Regarding control variables, GDP per capita, GDP change, population growth, higher education, monetary system and legal system and property rights, as well as dummy (upper middle-income countries=1) were employed to control their influences in the analyses. First, since the level of economic development parallels the extent of technology capabilities, I used GDP per capita (purchasing power parity, PPP), as well as GDP (PPP) per capita squared to capture any curvilinear effects. Second, the changes in GDP from the previous year to the current year, as well as the population growth during the previous year, were used as control variables, since economic expansion can facilitate the dynamics of innovation activities to exploit new markets.

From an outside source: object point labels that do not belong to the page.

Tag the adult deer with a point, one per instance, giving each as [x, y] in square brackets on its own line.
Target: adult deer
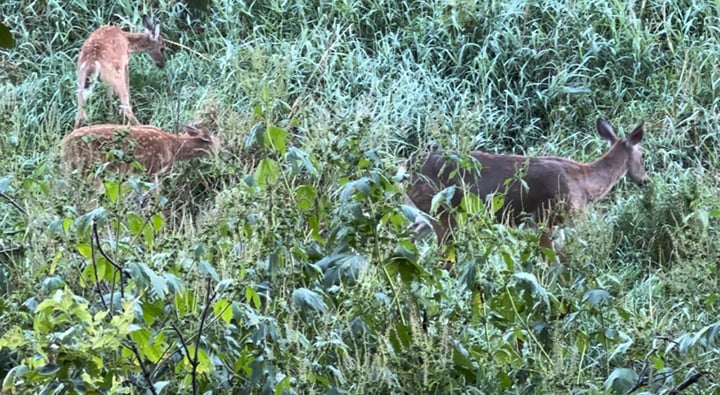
[106, 54]
[545, 188]
[153, 148]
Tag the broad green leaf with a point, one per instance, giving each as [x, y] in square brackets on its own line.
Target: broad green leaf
[305, 196]
[4, 184]
[267, 172]
[304, 299]
[135, 223]
[252, 297]
[361, 185]
[620, 380]
[85, 250]
[157, 221]
[443, 197]
[595, 297]
[296, 155]
[276, 138]
[223, 310]
[208, 270]
[112, 190]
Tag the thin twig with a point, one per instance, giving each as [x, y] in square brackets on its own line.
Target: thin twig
[194, 359]
[208, 299]
[320, 65]
[93, 259]
[110, 260]
[13, 203]
[688, 382]
[143, 367]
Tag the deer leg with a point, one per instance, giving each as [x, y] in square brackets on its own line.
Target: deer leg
[81, 112]
[124, 95]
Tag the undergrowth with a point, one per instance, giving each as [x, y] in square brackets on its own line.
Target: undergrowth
[283, 264]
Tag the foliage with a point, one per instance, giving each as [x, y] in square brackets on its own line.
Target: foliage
[284, 263]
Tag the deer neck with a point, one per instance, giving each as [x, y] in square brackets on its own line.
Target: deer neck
[137, 41]
[602, 175]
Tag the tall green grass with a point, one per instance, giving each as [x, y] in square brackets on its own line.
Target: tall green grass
[299, 225]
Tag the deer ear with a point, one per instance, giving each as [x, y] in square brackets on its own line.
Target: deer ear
[606, 131]
[191, 130]
[156, 33]
[636, 136]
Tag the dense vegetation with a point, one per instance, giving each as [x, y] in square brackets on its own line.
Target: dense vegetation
[283, 264]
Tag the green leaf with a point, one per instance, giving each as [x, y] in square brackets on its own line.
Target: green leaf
[157, 221]
[135, 223]
[4, 184]
[443, 197]
[305, 196]
[296, 155]
[223, 310]
[252, 297]
[266, 172]
[207, 269]
[595, 297]
[276, 138]
[620, 380]
[199, 5]
[306, 300]
[6, 38]
[112, 190]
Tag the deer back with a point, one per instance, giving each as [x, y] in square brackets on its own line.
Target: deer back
[529, 185]
[111, 47]
[150, 146]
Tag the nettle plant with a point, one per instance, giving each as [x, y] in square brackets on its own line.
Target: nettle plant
[130, 301]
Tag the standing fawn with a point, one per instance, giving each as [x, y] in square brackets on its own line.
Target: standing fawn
[545, 188]
[106, 54]
[153, 148]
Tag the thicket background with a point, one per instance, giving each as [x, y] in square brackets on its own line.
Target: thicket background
[282, 265]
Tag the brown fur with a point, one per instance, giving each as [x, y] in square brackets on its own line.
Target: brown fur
[106, 54]
[153, 148]
[545, 188]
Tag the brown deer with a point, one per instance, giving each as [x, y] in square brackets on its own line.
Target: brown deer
[545, 188]
[153, 148]
[106, 54]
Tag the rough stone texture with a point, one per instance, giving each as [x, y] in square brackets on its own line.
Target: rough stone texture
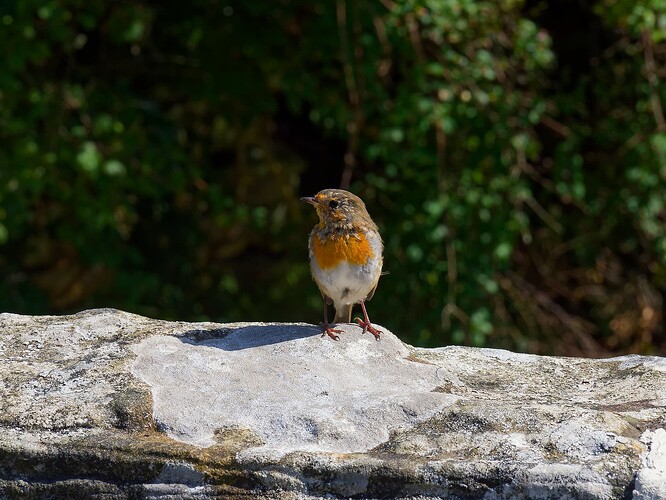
[109, 404]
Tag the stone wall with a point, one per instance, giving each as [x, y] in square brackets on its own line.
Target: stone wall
[112, 404]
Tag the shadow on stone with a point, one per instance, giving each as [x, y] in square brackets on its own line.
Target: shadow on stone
[251, 336]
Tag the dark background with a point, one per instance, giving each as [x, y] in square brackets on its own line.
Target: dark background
[512, 153]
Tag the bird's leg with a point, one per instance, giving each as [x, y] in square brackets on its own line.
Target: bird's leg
[328, 330]
[365, 323]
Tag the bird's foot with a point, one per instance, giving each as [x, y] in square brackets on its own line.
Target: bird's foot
[330, 331]
[367, 326]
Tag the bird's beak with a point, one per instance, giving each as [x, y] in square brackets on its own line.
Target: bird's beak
[311, 200]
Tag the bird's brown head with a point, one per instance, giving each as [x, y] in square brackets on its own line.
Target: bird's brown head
[338, 207]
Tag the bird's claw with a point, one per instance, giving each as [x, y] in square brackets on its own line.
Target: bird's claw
[331, 332]
[367, 326]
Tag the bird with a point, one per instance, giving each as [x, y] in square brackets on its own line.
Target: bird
[346, 256]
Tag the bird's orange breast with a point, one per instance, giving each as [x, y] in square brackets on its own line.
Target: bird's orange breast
[332, 251]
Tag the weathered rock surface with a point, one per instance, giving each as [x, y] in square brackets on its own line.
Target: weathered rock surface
[110, 404]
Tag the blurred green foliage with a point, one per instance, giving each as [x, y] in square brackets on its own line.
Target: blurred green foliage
[513, 154]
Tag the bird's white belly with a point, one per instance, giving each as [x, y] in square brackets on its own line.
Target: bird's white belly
[347, 284]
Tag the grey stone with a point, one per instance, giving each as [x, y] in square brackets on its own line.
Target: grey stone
[109, 404]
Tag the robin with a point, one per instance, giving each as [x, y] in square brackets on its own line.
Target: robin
[345, 251]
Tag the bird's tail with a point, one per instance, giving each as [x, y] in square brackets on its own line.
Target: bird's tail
[343, 313]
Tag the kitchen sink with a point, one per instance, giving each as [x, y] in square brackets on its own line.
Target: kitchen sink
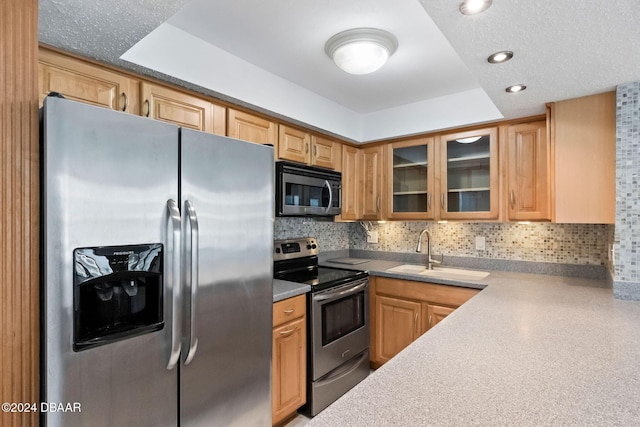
[441, 272]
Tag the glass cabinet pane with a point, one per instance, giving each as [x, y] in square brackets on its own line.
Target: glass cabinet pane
[410, 179]
[469, 174]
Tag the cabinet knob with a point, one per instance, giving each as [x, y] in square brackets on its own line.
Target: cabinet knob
[125, 101]
[289, 332]
[147, 105]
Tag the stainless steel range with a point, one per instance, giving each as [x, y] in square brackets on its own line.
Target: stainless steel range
[338, 325]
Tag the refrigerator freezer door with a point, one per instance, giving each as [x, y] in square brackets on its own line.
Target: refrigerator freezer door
[107, 179]
[229, 185]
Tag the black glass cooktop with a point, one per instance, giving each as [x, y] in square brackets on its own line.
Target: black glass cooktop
[320, 278]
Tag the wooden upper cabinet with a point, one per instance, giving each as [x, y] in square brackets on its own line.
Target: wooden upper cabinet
[85, 82]
[299, 146]
[583, 141]
[326, 153]
[294, 144]
[350, 183]
[469, 178]
[528, 172]
[370, 185]
[182, 109]
[410, 188]
[247, 127]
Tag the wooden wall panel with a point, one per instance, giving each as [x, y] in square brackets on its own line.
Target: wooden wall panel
[19, 199]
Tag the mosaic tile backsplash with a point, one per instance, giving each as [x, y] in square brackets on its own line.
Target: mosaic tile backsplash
[584, 244]
[626, 283]
[539, 242]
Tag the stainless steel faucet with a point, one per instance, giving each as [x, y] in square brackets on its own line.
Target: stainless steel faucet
[430, 261]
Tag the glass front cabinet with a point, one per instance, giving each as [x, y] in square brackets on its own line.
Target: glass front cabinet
[469, 175]
[411, 179]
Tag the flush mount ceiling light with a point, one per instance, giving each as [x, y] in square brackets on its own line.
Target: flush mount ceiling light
[500, 57]
[515, 88]
[471, 7]
[361, 50]
[468, 140]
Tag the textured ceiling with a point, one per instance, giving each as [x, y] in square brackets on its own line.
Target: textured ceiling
[437, 79]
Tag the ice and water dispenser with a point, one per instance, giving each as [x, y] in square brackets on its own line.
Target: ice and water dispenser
[117, 293]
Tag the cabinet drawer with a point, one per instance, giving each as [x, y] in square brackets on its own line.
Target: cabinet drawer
[289, 309]
[452, 296]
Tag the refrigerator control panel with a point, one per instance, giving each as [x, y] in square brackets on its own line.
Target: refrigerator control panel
[117, 293]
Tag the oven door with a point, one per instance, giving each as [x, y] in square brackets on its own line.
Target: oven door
[339, 325]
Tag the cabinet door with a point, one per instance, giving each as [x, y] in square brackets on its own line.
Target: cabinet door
[326, 153]
[289, 369]
[410, 167]
[528, 171]
[294, 145]
[469, 175]
[179, 108]
[370, 171]
[432, 314]
[583, 134]
[397, 326]
[247, 127]
[350, 181]
[84, 82]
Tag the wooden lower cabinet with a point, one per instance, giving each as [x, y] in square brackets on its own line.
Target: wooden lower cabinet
[402, 310]
[432, 314]
[398, 325]
[289, 390]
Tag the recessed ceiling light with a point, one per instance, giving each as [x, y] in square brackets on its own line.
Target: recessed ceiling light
[499, 57]
[471, 7]
[361, 50]
[516, 88]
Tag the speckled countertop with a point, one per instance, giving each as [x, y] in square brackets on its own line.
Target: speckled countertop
[283, 289]
[528, 350]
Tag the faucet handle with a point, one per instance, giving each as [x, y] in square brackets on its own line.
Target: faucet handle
[435, 261]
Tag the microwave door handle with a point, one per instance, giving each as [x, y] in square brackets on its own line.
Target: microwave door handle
[192, 252]
[330, 196]
[176, 308]
[340, 294]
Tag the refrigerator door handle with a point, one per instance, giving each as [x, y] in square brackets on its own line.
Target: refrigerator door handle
[192, 255]
[174, 219]
[328, 185]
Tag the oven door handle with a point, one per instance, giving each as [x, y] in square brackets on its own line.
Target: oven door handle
[328, 185]
[339, 294]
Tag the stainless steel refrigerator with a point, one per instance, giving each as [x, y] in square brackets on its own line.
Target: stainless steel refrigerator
[157, 273]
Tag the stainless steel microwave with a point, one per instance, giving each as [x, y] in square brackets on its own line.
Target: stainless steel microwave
[307, 191]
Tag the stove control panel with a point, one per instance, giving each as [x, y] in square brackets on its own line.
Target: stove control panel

These data of GDP and population were taken from World Bank datasets for the period 2005 through 2009. Third, this model was controlled by the counts of tertiary enrolments since a knowledge-creating institution, namely a university, is one of the key players in not only cultivating highly skilled personnel, but also participating in new product and innovation processes (Etzkowitz and Leydesdorff, 2000; Leydesdorff, 2006; Marques et al., 2006). The data were obtained from UNESCO datasets. The time frame was from 2005 through 2009. Fourth, the index for access to sound money was used as a control variable. Since “high
and volatile rates of inflation distort relative prices, alter the fundamental terms of long- term contracts, and make it virtually impossible for individuals and businesses to plan sensibly for the future” (EFW, 2011, p.6), the consistency of monetary policy with long-
term price stability and the ease with which other currencies can be used as alternative currencies are indispensable factors for innovation projects involved in risk, uncertainty and long-term investment. The data were taken from EFW datasets for 2005 and 2009.